User Experience vs. Usability – Was ist der Unterschied?
User Experience = Usability + X?
Die Digitalisierung schafft immer neuere und innovativere Produkte und Services, welche nur dann erfolgreich sein können, wenn sie eine gute Usability vorweisen können. Eines der bekanntesten Buzzwords der letzten Jahre ist User Experience oder kurz UX. User Experience hat Usability praktisch abgelöst. Wirft man einen Blick in die Lehr- und Fachbücher, werden Usability und UX nicht selten synonym verwendet. Bei solch einem oberflächlichen Verständnis fällt es schwer, die beiden Begriffe voneinander abzugrenzen. Ist User Experience etwa Usability plus X? Und wenn ja, was ist dieses X?
Eine Norm, aber zwei Definitionen
Die Begriffe Usability und User Experience sind genormt und finden sich beide in der DIN EN ISO 9241 wieder. Die Norm beschreibt Usability als das „Ausmaß, in dem ein Produkt durch bestimmte Benutzer in einem bestimmten Nutzungskontext genutzt werden kann, um bestimmte Ziele effektiv, effizient und zufriedenstellend zu erreichen.“ Usability meint also, wie benutzerfreundlich oder gebrauchstauglich ein Produkt oder Service in einem bestimmten Kontext für bestimmte Nutzergruppen ist.
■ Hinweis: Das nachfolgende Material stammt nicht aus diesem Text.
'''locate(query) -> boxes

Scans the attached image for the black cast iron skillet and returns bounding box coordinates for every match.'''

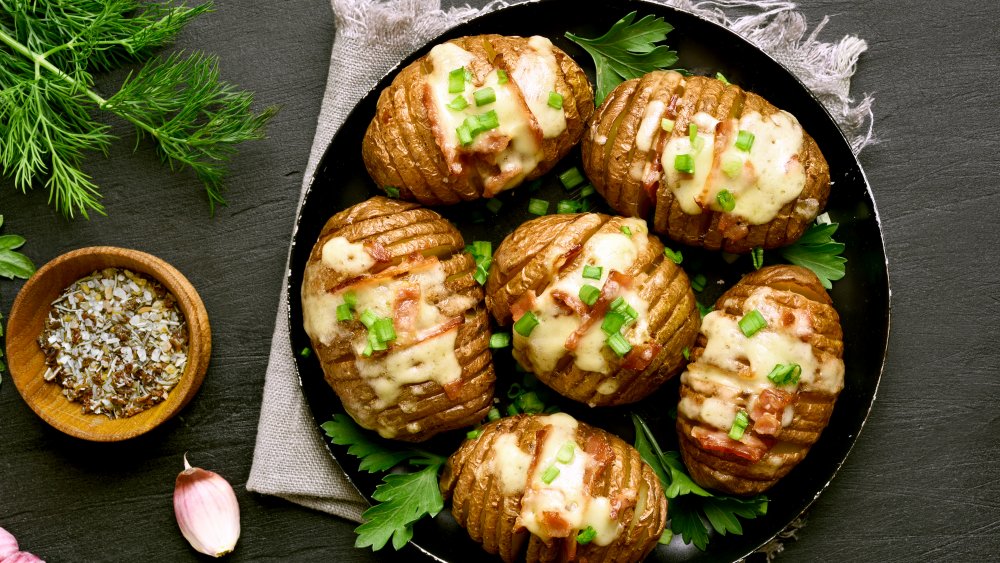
[287,0,889,562]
Der Begriff User Experience umfasst laut Norm alle Erwartungen, Wahrnehmungen und Reaktionen des Nutzers, die er vor, während und nach der eigentlichen Nutzung „erlebt“. Diese Definition ist zugegeben sehr breit. Wichtig dabei sind die subjektiven Wahrnehmungen der Nutzer sowie der Verlauf der Nutzung. Denn Nutzer gehen mit Erwartungen an ein Produkt heran, haben während der Nutzung Erlebnisse und verarbeiten diese nach der Nutzung. Das prägt wiederum die Erwartungen selbst. Die Norm greift zwar die subjektive und sogar die emotionale Seite der Nutzung auf. Dennoch spielt auch die Usability bei dieser Definition von User Experience eine wichtige Rolle. Heißt das also, User Experience ist tatsächlich Usability + X und das X sind in diesem Fall die subjektiven Anteile der Usability?

Nutzerfreundlichkeit und Nutzererlebnis
Marc Hassenzahl von der Folkwang Universität der Künste fokussiert bei seiner Definition von User Experience die Emotionalität. Genauer gesagt die positiven und negativen Gefühle während der Nutzung eines Produktes oder Services. So definiert er unter anderem, wann Produkte emotional positiv erlebt werden. Dies ist dann der Fall, wenn bei der Nutzung psychologische Bedürfnisse des Menschen erfüllt werden. Damit schuf er ein ganz neues Verständnis für die Gestaltung von Produkten.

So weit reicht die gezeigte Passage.